Schemes and Hustles: Most of the news/opinions on economics is fraudulent, shallow, or dumb. The “facts” are often made-up nonsense… and the analysis is no deeper than a tweet. In the GDP numbers, for example, what truth do we find? The feds “print” dollars… lend them out at less than the rate of consumer price inflation… and then measure how fast they change hands. What does that tell us?
But the feds don’t stop there. They come up with schemes and hustles… encouraging people to do dumb things. Most of GDP is based on consumer spending. Give consumers more cheap dollars, and GDP will go up. But where does that leave them? Consumer spending measures wealth that is used up… depleted… run-down… and written off – not wealth that is saved and accumulated.
Reducing the returns to savers, the feds encouraged spending and speculation. Savings rates fell to record lows, leaving households with less real wealth. Not content with throwing households down a well, the feds jumped in themselves, too. They spent about 17% of GDP. If they were to take an extra 1% from taxpayers – say, to buy some drones or hire some more TSA agents – at least it would be an honest flimflam. But it would have no immediate effect on GDP. Out of one spender’s pocket and into another’s.
Worse Off: If the feds borrow the money, on the other hand, GDP goes up. (If economies could get richer from government borrowing, there would be a lot more rich economies on the planet. Instead, the biggest borrowers – whose GDPs have been goosed up by deficit spending – are the biggest disasters.) Then, if the feds really want to boost GDP, they cut taxes, too. This increases not only their own spending, but consumer spending as well – both by borrowing more. Consumers – happy to be reunited with their money – spend it… thereby producing more churn.
And now, we have more or less the whole picture: more drones (Pentagon spending went up), more consumer spending (from the tax cut), and 4% GDP growth. Whoopee! “I’ve already made America great again,” tweets POTUS.
But wait… Who will pay back the money the feds borrowed? The same taxpayers who just got a tax cut?The same consumers who just spent the feds’ cheap credit? By the way, these are the same people who now earn the same wages, more or less, as they did when the U.S. president was wearing a sweater and a WIN button.
The average American worker has gotten no increase in real earnings over the last 44 years, and now – as inflation rises – he is actually losing real income. But, lured by the Fed’s low teaser rates, consumers have gone on a borrowing/spending spree. Households owed about $5 trillion in 1998. Now, it’s about $15 trillion. And household debt now sits at 80% of GDP. With the exception of the heady years before the financial crisis, this is the highest level in American history. Adjusted for inflation, debt rose about twice as fast as income. Is that supposed to make Americans richer?
Flying Dollars: And what about government debt? While wages went nowhere, federal debt soared from $1.7 trillion in 1998 to $21 trillion today. Again, compared to economic output, we see that government debt is 105% of GDP. The only time that ratio has been higher was during the 1940s, when the government was borrowing to fight a World War.

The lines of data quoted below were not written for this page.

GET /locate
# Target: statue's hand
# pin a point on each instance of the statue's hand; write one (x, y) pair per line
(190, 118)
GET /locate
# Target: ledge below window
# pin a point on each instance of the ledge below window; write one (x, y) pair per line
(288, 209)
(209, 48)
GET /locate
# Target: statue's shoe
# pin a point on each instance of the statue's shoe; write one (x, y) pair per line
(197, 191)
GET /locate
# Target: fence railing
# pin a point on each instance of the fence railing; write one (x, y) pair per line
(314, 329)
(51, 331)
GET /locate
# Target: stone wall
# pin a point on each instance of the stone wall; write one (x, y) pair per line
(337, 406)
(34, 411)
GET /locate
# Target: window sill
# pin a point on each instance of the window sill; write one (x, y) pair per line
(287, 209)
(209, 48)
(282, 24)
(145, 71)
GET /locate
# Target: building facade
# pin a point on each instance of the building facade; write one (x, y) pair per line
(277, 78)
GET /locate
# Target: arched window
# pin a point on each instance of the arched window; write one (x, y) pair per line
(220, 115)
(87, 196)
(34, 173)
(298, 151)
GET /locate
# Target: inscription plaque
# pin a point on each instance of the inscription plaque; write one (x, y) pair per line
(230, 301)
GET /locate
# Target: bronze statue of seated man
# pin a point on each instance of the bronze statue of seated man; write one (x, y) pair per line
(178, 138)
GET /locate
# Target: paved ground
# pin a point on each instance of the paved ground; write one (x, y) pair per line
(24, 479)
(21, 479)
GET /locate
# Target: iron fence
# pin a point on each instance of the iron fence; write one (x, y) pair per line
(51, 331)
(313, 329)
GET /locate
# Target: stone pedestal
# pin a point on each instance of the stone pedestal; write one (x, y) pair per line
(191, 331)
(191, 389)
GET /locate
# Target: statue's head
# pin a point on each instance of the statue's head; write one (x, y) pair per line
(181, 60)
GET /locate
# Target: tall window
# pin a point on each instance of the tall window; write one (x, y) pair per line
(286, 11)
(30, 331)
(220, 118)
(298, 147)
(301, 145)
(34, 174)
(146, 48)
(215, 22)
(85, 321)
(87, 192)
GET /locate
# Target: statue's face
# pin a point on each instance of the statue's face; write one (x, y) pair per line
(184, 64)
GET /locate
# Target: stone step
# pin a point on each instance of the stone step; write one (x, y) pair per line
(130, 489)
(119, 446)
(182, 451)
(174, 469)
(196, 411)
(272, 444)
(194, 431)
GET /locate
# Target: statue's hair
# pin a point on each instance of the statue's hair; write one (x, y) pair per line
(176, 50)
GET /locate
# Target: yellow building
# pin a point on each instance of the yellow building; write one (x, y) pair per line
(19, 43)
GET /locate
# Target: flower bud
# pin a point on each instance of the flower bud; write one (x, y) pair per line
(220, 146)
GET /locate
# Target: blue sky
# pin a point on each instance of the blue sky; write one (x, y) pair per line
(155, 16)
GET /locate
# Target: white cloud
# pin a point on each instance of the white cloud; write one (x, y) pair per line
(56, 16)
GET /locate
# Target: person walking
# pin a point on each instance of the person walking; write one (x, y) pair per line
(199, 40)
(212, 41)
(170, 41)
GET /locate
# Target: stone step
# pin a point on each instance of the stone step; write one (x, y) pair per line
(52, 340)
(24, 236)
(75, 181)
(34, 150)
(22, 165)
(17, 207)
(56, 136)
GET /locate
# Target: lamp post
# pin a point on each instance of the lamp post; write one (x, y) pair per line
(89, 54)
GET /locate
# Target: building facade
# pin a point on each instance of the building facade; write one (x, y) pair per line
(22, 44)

Even adjusted for inflation, Americans collectively owe about eight times as much today as they did 20 years ago.
So, let’s see… We have some new drones somewhere… and more TSA agents poking through our underwear. Our economy is said to be growing (spinning dollars) at a decent rate. And there are plenty of low-paying, part-time, pick-up jobs available for those who want them. But we (consumers) owe, individually, more money than ever. Thanks to government borrowing, we also owe more jointly than ever before. And our wages are slipping… The dollars fly around… but is anyone better off?"